А Филя возьми и ответь Пустому по-светлому:

– У базы. Где взял, там больше нет.

Тут-то Пустой глазищи свои и вытаращил. А то он раньше не замечал Филю, когда и сам ходил к базе и пытался говорить со светлыми. Неохотно они его привечали – смотрели как на приблуду какую паршивую. Это потом уже Пустой в доверие к ним вошел, когда кондиционер им отладил, топливохранилище отстроил.

– Откуда язык знаешь? – спросил.

– Выучил, – пробурчал Филя и перешел на привычный, прилесный: – Мало пока выучил. Двести слов всего. Ходил, смотрел, слушал. Думал. Запоминал.

– Зачем учил? – нахмурился Пустой.

– Интересно же, – пожал плечами Филя.

Тут его поганая жизнь и закончилась. Уже тем же вечером Филя получил новые штаны, имя Фил, которое вскоре выросло до Филиппа, и был определен на постой к Сишеку как помощник и приятель Пустого. А теперь все его благополучие, кажется, шло прахом.

Филя расправил скомканный листок пластика и вгляделся в ровные строчки, выведенные Пустым. Тот мог писать и по-прилесному, и по-светлому, и еще как-то, чего Филя прочитать не мог и как были исписаны потолок и стены в комнате Пустого. Правда, по-прилесному механик писал редко. На всю деревню грамоте был обучен только Хантик да сам Филя – и то нахватался в последний год. Сборщики частенько приносили Пустому древние пластики с текстами. Платил он по монетке за лист, доплачивал сверху, чтобы не рвали листки на части, а сдавали целиком, но большого интереса не проявлял, даже морщился для вида.

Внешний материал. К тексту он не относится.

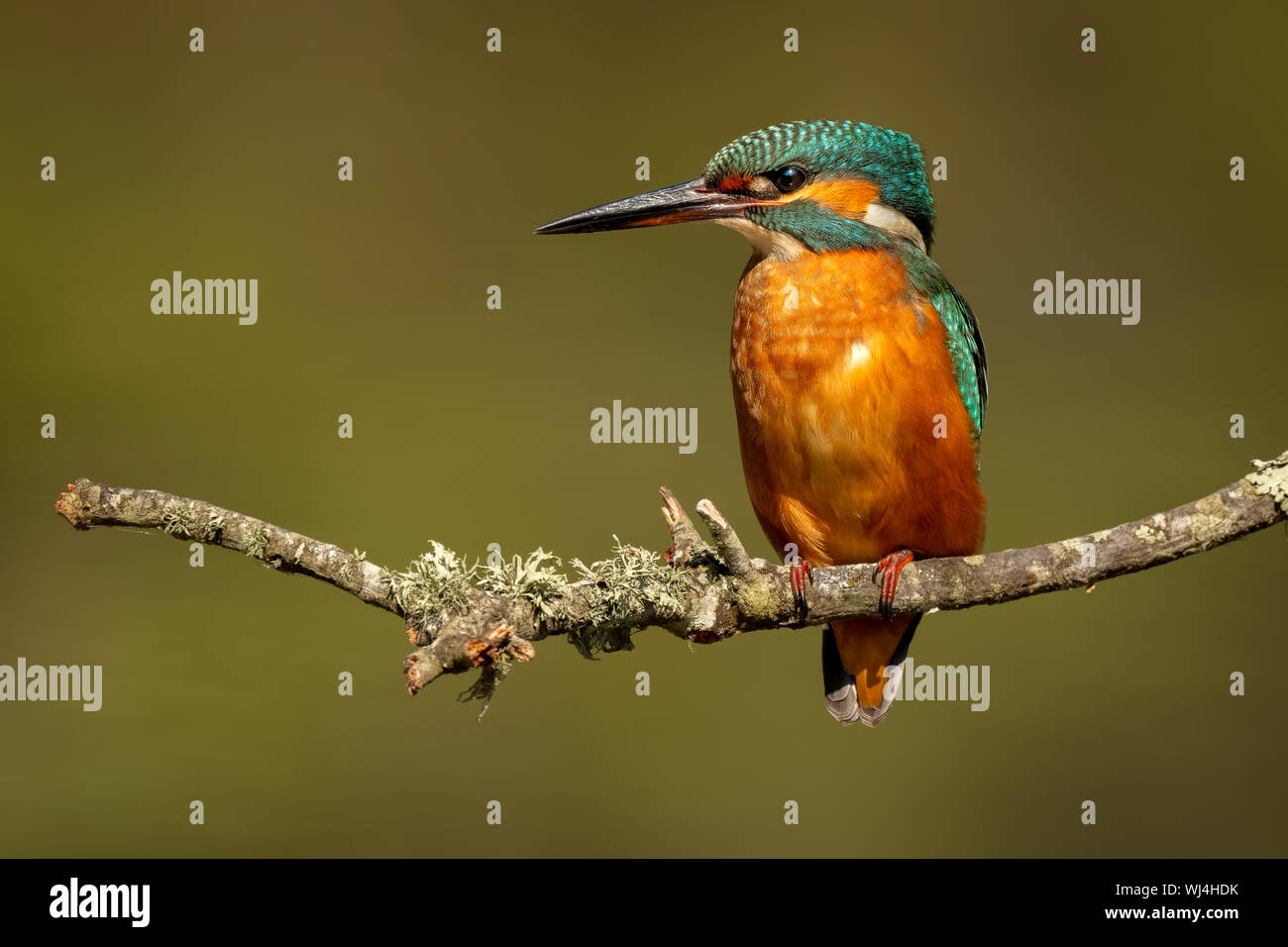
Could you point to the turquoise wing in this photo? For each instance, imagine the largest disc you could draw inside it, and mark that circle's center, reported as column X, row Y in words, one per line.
column 966, row 350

Зато уж потом, когда сборщики уходили, именно листки с буквами были у Пустого на первом месте. Филя, конечно, тоже стал листки теребить, да Пустой признался помощнику – мол, не знает, что посоветовать тому насчет грамоты. Языков, судя по всему, в старые времена в ходу хватало, оттого и буквы на листках разнились, а те листки, что совпадали с нынешним наречием, свидетельствовали о серьезных переменах в нынешнем прилесном говоре. Пустой так и сказал: «свидетельствовали». Филя тут же запомнил заковыристое слово, а для себя решил, что все равно будет учить алфавит собственного языка да разбирать листки, написанные на нем, а что непонятно, сверять у того же Хантика. Но прежде всего Филя взялся за язык светлых, тем более что и буквицы у них были проще, и слова он уже знал, да и листки, что Пустой приносил с базы, приятно было взять в руки. Вот и теперь Филя разбирал наставления механика на языке светлых и думал, что неплохо было бы поучить и тот язык, словами на котором Пустой пачкал стены.